Now that doesn't often happen in this business. Usually creatives already have a good sense of what they want in the interpretation. I consider creative writers to be geniuses. Seriously! Their penchant for weaving words and colors of thought amaze me. However, sometimes they tend to write for print, not broadcast. And I'm using broadcast in the very loose sense as anything that is not print, but requires a voice.
Print writing generally translates very well into voice. But when there are time restrictions or intents that require very specific voice interpretations, the writing has to be a little different. Let’s face it; print has the advantage of being able to explain the intent. For example, “‘Sure,” he said sarcastically.”

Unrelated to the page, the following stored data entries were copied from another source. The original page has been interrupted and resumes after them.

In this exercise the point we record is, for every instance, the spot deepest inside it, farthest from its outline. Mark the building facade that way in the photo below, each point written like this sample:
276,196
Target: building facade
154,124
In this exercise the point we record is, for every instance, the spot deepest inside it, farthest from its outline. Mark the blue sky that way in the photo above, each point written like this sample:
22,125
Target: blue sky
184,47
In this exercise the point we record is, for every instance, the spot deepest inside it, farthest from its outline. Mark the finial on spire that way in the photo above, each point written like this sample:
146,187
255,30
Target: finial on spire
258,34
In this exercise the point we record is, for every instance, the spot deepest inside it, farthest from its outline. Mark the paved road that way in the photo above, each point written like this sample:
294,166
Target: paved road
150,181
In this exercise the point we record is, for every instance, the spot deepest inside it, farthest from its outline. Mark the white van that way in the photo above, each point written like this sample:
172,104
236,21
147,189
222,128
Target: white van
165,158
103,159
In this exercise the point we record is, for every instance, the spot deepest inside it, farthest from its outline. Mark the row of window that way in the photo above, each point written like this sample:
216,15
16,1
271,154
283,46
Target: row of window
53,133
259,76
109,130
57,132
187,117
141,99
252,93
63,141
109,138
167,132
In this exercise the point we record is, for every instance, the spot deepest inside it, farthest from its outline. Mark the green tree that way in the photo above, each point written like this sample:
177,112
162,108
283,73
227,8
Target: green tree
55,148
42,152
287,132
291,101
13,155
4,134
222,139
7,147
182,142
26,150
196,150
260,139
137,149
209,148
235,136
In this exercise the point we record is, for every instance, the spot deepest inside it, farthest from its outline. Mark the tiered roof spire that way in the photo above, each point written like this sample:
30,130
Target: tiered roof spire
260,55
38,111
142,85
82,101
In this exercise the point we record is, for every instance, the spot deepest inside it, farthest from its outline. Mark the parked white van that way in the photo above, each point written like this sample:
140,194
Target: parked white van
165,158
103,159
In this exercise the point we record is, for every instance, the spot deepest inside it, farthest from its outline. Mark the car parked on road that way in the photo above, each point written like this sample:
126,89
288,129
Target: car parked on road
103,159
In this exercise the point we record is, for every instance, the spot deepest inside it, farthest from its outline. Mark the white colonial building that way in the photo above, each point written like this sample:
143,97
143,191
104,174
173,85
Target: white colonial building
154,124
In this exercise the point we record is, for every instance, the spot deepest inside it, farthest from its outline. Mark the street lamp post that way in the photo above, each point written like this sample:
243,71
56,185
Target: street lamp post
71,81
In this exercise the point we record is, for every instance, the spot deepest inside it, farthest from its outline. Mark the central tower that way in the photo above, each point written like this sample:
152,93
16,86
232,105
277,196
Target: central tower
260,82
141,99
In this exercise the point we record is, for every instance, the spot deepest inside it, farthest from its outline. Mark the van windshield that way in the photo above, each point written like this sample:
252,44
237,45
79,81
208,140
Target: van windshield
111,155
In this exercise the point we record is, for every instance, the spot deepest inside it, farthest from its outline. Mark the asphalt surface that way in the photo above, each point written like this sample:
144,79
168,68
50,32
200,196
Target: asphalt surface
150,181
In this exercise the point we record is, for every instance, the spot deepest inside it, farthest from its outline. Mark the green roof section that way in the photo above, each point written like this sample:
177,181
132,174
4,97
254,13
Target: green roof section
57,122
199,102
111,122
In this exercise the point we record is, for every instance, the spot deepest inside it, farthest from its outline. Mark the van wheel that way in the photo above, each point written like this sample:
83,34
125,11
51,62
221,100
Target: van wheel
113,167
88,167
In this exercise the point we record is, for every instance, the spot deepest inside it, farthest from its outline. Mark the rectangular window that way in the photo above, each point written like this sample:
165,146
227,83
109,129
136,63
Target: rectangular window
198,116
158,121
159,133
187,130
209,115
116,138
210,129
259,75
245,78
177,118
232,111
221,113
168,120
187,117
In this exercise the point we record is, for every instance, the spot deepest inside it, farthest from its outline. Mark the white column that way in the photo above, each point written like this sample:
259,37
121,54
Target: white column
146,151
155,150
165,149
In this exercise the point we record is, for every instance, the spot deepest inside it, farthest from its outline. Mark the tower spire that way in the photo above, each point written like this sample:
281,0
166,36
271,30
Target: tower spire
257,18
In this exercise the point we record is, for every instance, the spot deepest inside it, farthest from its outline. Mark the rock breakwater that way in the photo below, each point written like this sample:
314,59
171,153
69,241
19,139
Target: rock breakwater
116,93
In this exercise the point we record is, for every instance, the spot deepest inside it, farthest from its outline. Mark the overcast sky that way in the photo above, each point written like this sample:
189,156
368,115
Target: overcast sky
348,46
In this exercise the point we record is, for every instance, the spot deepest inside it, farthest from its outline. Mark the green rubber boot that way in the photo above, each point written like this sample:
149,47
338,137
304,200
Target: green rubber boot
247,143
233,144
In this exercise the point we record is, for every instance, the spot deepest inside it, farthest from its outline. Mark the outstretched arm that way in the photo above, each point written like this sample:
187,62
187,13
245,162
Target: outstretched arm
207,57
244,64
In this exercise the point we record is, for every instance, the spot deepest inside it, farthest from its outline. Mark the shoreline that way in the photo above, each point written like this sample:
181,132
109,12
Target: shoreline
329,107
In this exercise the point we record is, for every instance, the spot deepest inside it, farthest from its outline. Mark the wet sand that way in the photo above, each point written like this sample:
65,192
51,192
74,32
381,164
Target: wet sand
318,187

Obviously types of copy will vary. Commercial copy is very different from corporate narration. eLearning is quite different from IVR.
But, when you are dealing with creative writing (generally commercials or promos, or audiobooks) what do you do when you have little or no direction on the read?

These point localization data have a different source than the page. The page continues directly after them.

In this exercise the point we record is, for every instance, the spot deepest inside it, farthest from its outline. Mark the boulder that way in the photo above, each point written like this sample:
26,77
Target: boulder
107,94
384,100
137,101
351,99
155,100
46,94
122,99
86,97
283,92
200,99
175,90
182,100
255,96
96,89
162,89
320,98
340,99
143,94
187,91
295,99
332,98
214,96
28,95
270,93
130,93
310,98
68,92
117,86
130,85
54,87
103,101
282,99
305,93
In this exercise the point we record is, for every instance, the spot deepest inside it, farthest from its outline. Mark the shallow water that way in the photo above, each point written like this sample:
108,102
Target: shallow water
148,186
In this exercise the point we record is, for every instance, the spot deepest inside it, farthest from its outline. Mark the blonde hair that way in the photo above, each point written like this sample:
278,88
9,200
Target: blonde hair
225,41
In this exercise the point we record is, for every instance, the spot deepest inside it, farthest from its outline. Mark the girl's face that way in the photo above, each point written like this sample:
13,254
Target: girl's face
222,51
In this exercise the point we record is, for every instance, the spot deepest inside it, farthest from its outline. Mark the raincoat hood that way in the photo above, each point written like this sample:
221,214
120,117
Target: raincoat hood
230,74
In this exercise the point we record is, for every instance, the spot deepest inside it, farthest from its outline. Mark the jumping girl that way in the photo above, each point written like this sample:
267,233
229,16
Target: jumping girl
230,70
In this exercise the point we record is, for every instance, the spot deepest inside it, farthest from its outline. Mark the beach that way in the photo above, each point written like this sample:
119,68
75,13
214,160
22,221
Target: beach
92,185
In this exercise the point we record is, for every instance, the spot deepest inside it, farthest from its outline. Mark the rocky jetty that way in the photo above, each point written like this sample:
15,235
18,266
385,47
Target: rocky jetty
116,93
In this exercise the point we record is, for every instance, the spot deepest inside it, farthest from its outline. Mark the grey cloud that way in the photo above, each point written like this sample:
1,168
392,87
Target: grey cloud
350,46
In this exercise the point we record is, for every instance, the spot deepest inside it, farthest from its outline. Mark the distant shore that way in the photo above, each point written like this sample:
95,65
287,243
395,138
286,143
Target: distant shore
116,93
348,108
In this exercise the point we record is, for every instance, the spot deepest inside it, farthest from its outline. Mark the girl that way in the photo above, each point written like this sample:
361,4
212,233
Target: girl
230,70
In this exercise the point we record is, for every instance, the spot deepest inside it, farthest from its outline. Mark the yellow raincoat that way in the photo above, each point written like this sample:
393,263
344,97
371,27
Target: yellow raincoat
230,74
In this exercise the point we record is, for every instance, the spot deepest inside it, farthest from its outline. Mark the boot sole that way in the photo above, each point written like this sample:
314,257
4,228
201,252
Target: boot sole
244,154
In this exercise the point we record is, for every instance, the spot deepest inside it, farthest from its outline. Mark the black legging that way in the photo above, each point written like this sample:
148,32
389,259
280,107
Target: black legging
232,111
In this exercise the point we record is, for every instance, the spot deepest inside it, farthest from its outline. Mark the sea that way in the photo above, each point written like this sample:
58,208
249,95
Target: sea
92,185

Look for the directions in the copy.
Here’s a great trick. Record the copy with absolutely no interpretation whatsoever; just a simple, moderate read of the words. Then go back and listen to it. What needs to change? And why?
Here are five considerations to help you discover, define and deliver your version of the script.
1. Words are choices.
Writers usually choose their words carefully. Intentionally. For that reason alone, it is critical to consider why each word was chosen. Is there meaning in that word? Why the combination of words? Is there meaning in the structure of the sentence? Is there a pattern? Is there a choice of words that would indicate style or character?
2. Find the turn.
Usually, every commercial has a turn; a shift in intensity or interpretation. For example the copy might start with a humorous or silly bent, and at some point switch to a more serious intent to make a statement. Follow that lead.
3. Label the style.
Words sometimes reflect eras and styles. For example, what is the difference in something that is “rad” versus something that is “boss?” The words reflect different eras; perhaps different attitudes and interpretations.

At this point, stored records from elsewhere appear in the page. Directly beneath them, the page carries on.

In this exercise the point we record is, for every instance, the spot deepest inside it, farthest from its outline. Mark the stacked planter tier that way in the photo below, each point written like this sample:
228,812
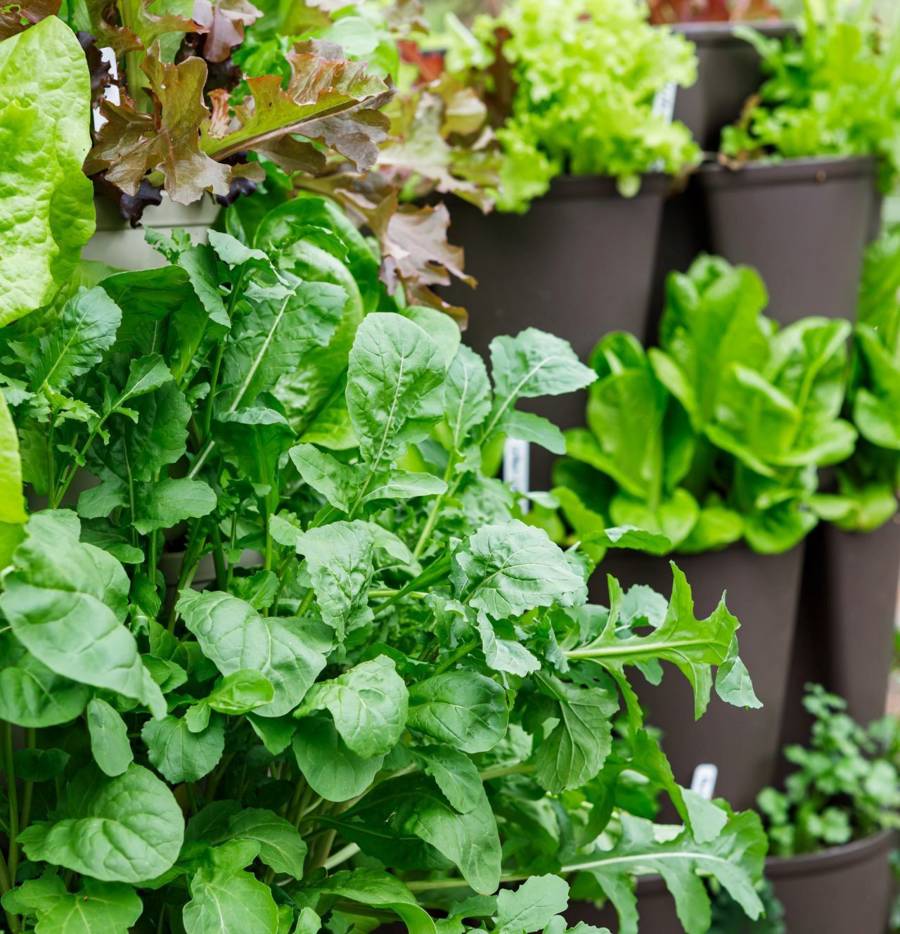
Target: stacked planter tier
728,72
802,223
578,264
762,591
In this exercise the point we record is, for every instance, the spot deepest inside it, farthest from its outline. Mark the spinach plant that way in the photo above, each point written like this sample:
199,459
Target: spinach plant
832,91
867,483
845,785
391,693
717,434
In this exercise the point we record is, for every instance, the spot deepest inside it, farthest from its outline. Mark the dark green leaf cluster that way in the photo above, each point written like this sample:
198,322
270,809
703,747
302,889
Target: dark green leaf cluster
845,785
832,91
868,482
574,85
280,654
716,435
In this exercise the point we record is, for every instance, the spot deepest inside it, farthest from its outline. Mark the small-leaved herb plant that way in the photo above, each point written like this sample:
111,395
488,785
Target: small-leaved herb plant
717,434
830,91
277,656
845,785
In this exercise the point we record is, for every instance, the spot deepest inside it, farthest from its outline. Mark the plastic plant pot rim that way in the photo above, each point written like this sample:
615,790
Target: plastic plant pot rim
815,171
714,34
653,184
202,213
832,859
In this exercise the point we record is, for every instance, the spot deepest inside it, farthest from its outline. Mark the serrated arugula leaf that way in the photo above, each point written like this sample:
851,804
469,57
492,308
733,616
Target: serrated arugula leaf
31,695
507,570
333,771
178,753
464,709
164,504
283,321
86,327
66,603
693,646
734,858
97,908
235,637
532,906
123,829
397,817
340,563
394,365
574,751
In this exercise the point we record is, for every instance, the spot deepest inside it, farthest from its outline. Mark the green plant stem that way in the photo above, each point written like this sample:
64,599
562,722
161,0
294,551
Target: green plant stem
13,797
501,771
213,784
461,652
435,510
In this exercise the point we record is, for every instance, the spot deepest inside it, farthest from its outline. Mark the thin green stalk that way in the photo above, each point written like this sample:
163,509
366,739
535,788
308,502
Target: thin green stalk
501,771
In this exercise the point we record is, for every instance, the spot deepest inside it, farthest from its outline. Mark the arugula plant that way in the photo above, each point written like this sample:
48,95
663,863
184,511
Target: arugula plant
570,89
867,483
831,91
402,700
177,112
717,434
845,785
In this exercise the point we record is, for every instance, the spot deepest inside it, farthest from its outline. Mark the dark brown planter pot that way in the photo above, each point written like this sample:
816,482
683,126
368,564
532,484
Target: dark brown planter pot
728,72
843,889
803,223
578,264
860,581
762,591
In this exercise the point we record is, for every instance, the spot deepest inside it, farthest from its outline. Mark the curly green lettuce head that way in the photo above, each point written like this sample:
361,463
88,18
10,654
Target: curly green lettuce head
588,74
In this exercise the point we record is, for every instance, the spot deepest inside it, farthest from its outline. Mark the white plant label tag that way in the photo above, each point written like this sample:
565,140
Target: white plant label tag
704,781
110,93
517,467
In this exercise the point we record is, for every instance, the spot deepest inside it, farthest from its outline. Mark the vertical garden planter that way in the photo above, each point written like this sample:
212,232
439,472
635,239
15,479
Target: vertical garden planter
859,583
118,244
843,889
762,591
579,264
803,223
728,72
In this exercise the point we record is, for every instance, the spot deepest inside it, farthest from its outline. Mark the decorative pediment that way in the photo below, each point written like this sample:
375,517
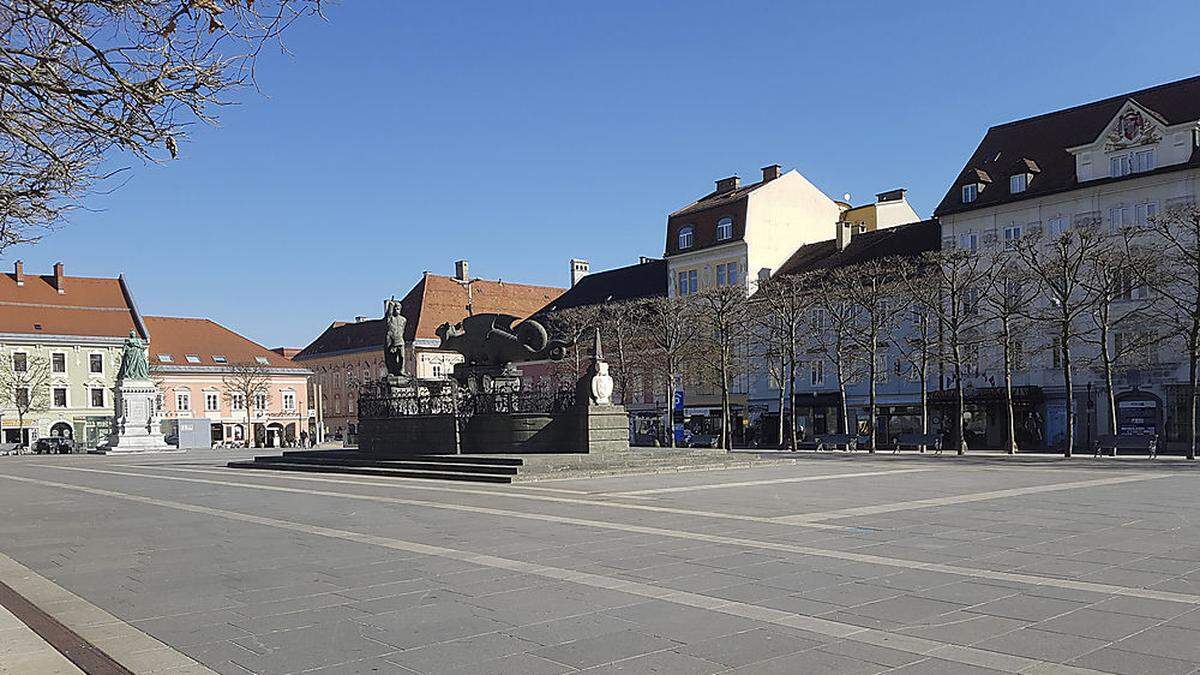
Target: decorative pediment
1133,125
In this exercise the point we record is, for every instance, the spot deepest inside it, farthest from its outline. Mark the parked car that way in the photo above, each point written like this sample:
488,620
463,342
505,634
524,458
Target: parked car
54,446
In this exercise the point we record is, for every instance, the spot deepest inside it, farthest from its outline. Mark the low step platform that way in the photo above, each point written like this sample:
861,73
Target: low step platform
435,467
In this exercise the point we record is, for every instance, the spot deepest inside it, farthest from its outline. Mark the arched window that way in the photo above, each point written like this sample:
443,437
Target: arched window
685,237
725,228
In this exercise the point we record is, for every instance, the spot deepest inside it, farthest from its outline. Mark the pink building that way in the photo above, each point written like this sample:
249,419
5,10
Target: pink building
197,363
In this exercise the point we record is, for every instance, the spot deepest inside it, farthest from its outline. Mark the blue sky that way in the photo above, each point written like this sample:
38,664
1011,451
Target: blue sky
399,137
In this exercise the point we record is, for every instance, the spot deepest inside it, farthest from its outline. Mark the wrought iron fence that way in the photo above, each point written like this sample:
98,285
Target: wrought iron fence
459,401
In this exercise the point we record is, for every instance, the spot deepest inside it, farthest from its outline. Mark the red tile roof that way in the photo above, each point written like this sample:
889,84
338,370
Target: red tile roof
204,339
88,306
435,300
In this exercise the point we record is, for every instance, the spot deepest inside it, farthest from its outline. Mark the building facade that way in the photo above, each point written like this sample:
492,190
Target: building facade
76,327
204,372
348,354
1105,165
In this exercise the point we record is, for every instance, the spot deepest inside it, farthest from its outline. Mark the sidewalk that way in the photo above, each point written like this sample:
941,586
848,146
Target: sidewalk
22,650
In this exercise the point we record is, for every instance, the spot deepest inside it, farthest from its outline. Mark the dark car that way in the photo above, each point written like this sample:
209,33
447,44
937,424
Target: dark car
54,446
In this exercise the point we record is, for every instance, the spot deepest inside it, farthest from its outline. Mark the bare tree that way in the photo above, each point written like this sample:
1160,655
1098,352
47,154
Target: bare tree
1007,297
669,330
245,382
832,334
82,78
951,286
876,305
780,308
24,386
1060,267
1176,285
725,320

4. Focus on the words that modify.
This is a key element for good interpretation. Most voice talents focus on what are often referred to as “power words.” Those are the words our eyes are drawn to when we are reading the copy.
For example read this line out loud before you read the next paragraph: “He ran as fast as he could out of the burning house.”
Most talents will read that line this way: “He RAN as fast as he could out of the BURNING house.” The problem with that interpretation is that those words don’t need emphasis. The listener will automatically emphasize those words in his/her brain. That interpretation misses the conversational aspect of that line, as well as the urgency. By that I mean that in a normal conversation you would not say it that way. Picture yourself in a state of agitation and stress telling a reporter that story while standing out on the sidewalk while the firefighters continue to battle the fire. How would you say it?
More than likely you would say it as, “He ran AS FAST AS HE COULD out of the burning house.”
Focus on adjectives and adverbs. They are what color a sentence. But even then, don’t over do it.
5. Quit projecting.
This habit is a throwback to the old acting training we got. Remember when Mrs. Jones would holler at you in the middle of play practice, “Project! You’ve got to project to the back of the auditorium!”
In voiceover work you usually don’t need to project unless it’s part of a character. You’ve got a microphone. Let the mic do its job. Instead of trying to tell the story to someone sitting in the back of the room, try telling it as if you were speaking right into the ear of your best friend standing next to you.
Back to my new client. I used these elements to interpret and deliver his copy. One take and a safety later, the session was done. And the client was thrilled.
In my journalism classes in college, my professor would often say, “Use an economy of words.” In VO work we need to learn to use an economy of expression. It is not your job to create emotion or to interpret the story for the listener. Let the listeners draw their own conclusions and picture the story in their head.